Solved – Interpretation of the Chi Square test for two time series in R

chi-squared-testrtime series

I've used R's "chisq.test()" function to calculate the chi square statistic between two time series, the first is a stock market series of a bank with a length 4262, and the second is a simulation of the first using some model with the same length. I used chisq.test as a measure of independence of the two series.
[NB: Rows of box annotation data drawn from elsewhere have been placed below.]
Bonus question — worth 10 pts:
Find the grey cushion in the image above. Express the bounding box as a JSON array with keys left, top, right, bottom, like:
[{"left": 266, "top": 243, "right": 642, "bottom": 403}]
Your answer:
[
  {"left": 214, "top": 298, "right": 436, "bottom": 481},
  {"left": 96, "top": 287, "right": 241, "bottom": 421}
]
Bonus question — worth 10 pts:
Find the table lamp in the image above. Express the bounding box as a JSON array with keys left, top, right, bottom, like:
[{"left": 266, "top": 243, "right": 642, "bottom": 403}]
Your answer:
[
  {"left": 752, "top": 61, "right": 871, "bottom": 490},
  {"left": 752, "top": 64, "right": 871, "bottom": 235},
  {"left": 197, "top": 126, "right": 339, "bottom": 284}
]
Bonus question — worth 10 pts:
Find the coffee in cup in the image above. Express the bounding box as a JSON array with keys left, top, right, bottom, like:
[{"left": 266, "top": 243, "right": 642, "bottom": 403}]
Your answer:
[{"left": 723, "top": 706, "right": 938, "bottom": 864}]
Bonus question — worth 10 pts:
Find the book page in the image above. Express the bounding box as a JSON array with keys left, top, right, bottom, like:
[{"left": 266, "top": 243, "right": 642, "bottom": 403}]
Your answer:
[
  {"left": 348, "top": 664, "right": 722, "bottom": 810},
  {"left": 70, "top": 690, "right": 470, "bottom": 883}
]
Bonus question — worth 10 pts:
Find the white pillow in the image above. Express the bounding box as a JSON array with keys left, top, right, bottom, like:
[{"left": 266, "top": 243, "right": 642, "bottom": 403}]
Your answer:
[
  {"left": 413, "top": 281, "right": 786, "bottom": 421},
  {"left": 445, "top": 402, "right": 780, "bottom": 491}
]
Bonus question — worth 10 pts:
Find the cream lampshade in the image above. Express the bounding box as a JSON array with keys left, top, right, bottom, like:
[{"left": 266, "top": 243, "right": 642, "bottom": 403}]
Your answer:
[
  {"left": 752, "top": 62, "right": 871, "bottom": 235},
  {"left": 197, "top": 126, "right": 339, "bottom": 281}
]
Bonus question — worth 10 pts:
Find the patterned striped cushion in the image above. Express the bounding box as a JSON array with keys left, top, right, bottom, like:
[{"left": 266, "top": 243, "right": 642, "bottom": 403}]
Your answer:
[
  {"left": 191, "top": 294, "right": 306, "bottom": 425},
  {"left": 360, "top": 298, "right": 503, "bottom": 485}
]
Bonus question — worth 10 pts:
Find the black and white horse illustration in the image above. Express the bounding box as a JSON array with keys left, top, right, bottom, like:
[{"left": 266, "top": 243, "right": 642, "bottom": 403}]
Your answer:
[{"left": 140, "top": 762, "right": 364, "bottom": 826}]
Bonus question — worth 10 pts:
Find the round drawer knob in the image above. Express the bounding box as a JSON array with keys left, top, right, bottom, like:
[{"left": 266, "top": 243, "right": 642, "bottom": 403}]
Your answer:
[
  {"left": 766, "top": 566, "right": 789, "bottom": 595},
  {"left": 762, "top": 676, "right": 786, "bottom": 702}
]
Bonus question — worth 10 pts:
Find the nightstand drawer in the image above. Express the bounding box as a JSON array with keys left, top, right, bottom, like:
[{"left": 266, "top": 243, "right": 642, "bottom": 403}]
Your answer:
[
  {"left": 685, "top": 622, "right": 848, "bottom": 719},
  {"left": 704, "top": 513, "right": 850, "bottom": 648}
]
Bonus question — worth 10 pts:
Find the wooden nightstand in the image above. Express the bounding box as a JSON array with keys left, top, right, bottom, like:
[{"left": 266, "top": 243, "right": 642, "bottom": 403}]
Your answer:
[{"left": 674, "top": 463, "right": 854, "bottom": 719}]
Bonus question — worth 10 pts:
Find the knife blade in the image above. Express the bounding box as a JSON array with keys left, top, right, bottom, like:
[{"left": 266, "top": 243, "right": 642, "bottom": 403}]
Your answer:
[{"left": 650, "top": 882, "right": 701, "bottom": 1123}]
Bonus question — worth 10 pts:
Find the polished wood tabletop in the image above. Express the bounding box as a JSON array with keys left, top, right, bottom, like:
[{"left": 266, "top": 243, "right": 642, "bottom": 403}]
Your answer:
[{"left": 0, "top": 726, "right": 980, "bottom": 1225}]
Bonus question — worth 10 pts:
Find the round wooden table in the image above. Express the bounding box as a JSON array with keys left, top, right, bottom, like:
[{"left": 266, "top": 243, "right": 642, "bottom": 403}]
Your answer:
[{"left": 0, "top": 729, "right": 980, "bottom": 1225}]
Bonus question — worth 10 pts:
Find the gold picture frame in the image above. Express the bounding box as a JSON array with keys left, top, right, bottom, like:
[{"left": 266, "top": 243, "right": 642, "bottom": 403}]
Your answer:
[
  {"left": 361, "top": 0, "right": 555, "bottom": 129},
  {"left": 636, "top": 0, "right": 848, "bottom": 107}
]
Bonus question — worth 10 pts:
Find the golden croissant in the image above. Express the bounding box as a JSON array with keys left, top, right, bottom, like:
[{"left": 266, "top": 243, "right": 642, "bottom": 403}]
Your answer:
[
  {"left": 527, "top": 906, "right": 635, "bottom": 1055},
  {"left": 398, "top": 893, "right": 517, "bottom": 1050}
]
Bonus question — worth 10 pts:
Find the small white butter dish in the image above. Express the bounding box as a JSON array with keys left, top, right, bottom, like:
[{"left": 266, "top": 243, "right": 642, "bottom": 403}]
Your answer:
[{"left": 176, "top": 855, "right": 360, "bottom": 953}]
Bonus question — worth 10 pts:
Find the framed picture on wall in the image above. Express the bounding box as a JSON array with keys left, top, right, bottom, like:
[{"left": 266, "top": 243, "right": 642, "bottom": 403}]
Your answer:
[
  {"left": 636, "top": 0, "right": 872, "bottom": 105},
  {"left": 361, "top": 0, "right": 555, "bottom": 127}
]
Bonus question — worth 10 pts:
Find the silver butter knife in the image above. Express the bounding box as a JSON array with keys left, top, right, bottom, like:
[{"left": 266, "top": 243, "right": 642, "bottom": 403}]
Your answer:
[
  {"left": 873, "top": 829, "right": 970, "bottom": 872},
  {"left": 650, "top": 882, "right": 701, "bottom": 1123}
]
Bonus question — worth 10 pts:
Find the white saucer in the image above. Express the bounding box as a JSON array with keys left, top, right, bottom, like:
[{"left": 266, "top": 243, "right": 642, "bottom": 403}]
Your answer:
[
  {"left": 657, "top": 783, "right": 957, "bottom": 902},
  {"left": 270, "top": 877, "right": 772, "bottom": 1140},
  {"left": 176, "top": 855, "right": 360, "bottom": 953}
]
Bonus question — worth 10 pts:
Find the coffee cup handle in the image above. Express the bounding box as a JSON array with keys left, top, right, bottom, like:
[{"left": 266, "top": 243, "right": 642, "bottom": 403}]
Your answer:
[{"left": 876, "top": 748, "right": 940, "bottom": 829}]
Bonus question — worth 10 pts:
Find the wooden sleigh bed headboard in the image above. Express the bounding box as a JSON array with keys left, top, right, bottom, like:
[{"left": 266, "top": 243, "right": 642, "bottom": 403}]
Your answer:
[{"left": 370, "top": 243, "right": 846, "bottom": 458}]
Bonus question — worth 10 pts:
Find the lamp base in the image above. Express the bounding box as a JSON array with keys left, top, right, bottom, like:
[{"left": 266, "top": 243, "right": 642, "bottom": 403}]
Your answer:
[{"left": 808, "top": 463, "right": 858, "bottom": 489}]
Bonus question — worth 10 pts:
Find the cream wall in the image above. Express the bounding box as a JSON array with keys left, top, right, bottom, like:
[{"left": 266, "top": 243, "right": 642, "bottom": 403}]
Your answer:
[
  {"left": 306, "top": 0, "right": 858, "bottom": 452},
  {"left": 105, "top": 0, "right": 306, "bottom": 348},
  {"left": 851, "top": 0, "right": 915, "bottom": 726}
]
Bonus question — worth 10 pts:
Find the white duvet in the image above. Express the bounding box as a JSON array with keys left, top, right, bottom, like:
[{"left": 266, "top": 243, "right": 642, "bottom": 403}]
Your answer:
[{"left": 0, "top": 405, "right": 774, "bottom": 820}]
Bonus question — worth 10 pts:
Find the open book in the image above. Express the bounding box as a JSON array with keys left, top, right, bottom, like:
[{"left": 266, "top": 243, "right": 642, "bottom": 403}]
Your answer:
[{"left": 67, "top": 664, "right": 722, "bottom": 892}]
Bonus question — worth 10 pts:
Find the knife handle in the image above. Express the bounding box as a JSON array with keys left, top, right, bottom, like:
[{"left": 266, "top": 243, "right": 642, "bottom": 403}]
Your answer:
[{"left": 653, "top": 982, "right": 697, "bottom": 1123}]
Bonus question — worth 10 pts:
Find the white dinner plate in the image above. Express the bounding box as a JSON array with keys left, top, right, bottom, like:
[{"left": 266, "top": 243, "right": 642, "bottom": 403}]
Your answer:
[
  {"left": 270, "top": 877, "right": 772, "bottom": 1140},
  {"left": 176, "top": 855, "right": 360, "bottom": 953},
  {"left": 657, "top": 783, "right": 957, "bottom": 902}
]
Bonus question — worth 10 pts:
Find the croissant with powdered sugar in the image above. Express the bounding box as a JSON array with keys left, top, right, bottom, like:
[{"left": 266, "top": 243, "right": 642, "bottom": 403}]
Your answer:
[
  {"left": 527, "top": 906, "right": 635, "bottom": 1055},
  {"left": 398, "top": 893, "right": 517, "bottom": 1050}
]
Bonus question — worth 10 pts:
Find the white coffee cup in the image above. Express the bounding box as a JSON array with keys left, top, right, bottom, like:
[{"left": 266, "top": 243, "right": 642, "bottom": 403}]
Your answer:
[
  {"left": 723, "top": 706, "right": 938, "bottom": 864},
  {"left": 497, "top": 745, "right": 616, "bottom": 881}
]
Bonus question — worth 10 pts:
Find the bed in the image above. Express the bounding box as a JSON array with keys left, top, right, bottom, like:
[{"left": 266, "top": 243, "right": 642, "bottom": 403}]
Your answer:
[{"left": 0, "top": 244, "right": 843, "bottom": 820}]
Using R, I get the following output.

    Pearson's Chi-squared test

data:  as.numeric(banks[, 2]) and as.numeric(banks[, 3])
X-squared = 16117000, df = 16094000, p-value = 3.434e-05

Regardless of whether this method is correct, I don't understand where the high degrees of freedom comes from. I assumed the chi square test measures the statistic between two series using a 2 X length contingency table, with one column as observed and the other as expected. Can anyone tell me what is actually being calculated in this test?

Best Answer

Chi-square stats is used to compare the difference between observed value and the expected value. One Example can be the following case:

| category | Observed | Expected |
+------------+--------------+-------------+
| True | 4 | 3 |
| False | 6 | 7 |
+-------+---+--+

chi2 = (4-3)/3 + (6-7)/7. The according degree of freedom = n_cat - 1 = 2 - 1 = 1.

In your example, the number of categories is not 2 (Category), but the number of time series points. Take a daily time series data in a year as an example, where observed values are consecutively increasing numbers 1 to 365, and the expected values are consecutively decreasing numbers 365 to 1.

| category | Observed | Expected |
+------------+--------------+-------------+
| 2017-01-01 | 1 | 365
| 2017-01-02 | 2 | 364
| ... | ... |
| 2017-12-31 | 365 | 1
+---------------+------+--+

chi2 = (1-365)^2/365 + (2-364)^2/364 + ... + (365-1)^2/365. The according n_cat in this case is 365 (there are 365 days in 2017). Thus the dof = 365 - 1 = 364 instead of 2.